Siren Queen(80)



“Thank you.”

She sighed.

“Can’t help being yourself, can you?” Emmaline asked, almost unwillingly fond.

No, I couldn’t.

She returned to her mark, and two crewmen came forward to hoist me up on the rock again. Soon enough, Jacko was back next to the camera, he shouted, and the girl with the clapboard set it all in motion again.

I drifted from myself, watching with interest as the siren clung to the rock and begged for her life. She was desperate, but it wasn’t just her end she feared. It was the end of everything she was and of the people she had come from. They were already mostly gone when she was young, and this was their final death knell. The girl who had slain her watched with dispassion as she begged.

No, not dispassion.

Nemo’s daughter held a light in her, pure and silvery, and it was not fueled on hate. It burned steadily in her heart, so strong that surely it would never go out, never be extinguished, and the siren could feel herself reach for that.

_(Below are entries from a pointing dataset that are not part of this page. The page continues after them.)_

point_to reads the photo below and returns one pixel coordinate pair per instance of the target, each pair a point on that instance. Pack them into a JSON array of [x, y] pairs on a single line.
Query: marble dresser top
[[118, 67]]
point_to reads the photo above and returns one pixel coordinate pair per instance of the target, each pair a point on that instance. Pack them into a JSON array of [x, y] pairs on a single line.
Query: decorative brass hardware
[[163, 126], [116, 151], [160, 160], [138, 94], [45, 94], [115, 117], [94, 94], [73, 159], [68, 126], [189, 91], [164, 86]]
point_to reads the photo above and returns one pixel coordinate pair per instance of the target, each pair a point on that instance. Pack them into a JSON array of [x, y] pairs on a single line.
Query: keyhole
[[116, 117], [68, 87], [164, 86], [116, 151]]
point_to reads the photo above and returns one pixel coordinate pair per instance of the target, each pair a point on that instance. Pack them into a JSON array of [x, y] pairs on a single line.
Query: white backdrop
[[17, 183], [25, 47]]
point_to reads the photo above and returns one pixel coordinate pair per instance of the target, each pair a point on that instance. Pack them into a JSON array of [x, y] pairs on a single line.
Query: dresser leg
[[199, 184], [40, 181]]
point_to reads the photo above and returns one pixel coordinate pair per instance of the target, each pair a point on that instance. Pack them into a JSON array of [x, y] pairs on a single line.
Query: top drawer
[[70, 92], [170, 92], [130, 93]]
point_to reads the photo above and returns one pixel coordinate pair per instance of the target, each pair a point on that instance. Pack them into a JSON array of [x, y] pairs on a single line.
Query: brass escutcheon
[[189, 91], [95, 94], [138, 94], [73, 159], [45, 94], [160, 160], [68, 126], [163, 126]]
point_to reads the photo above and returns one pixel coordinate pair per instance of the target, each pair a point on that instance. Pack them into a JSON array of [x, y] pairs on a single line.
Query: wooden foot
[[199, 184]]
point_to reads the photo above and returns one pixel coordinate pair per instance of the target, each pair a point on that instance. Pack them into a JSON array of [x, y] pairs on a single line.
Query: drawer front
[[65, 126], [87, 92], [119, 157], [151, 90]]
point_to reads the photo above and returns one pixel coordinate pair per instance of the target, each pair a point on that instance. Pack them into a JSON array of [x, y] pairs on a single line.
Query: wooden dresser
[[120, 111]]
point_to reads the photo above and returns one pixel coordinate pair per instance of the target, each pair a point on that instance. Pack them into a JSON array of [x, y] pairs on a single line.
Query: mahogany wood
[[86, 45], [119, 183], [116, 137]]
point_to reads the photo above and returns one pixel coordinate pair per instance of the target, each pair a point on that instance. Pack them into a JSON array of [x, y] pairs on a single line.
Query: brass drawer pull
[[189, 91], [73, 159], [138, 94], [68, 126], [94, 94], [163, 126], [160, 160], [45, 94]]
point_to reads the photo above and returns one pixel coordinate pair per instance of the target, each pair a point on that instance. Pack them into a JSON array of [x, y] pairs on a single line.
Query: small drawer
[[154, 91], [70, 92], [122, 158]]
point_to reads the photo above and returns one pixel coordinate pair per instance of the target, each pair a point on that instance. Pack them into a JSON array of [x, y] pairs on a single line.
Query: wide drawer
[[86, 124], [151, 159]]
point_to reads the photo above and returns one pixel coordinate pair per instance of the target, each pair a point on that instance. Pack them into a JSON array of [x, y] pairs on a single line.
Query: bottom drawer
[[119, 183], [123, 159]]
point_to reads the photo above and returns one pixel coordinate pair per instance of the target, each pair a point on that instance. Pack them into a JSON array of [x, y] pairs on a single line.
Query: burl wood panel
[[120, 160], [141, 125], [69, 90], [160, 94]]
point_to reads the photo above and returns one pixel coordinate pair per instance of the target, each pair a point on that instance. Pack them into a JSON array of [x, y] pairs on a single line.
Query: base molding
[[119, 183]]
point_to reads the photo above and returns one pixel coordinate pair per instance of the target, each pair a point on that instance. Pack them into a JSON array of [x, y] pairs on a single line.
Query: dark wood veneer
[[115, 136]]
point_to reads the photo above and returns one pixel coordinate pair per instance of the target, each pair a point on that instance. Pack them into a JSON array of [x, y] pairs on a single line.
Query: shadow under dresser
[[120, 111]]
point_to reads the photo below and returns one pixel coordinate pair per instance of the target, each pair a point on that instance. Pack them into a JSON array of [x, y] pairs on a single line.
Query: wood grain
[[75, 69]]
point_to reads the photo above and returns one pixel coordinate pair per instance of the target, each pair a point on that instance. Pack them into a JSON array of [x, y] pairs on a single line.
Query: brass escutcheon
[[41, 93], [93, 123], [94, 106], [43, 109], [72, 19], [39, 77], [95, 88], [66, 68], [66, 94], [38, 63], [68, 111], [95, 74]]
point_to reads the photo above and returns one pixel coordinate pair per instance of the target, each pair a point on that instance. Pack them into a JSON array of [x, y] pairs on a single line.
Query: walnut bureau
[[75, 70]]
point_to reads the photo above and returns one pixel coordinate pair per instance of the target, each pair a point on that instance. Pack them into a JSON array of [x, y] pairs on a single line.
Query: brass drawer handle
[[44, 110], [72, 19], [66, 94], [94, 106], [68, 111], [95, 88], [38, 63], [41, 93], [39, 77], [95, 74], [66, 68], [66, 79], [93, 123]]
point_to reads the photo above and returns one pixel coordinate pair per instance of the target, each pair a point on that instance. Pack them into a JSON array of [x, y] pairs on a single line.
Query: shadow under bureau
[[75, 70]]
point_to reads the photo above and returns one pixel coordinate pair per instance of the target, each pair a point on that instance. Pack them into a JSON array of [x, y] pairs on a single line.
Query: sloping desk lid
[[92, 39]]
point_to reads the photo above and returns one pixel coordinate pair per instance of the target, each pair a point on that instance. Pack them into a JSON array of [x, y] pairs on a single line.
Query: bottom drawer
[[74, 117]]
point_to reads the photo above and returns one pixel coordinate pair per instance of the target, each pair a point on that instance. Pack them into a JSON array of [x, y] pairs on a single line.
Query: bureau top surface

Beautiful but not pure, my mind whispered while I begged. Nothing we had done in the shadows of the Friday fires was pure. It was better than that. It was true. It was everything I was and everything I could be—was meant to be—if only I dared. It twisted inside me, hungry and vicious and clever.

It was worth dying for, it was worth living for, and now Nemo’s daughter was walking towards me as I writhed in the sand.

I pulled myself up painfully to rest with my back against the rock. I didn’t look at my precious tail any longer, not because it was so terrible to look at but because Nemo’s daughter filled my world. I thought of a boy on a stage far away who pulled out his heart for everyone to see, and then I could only see the shining woman in front of me.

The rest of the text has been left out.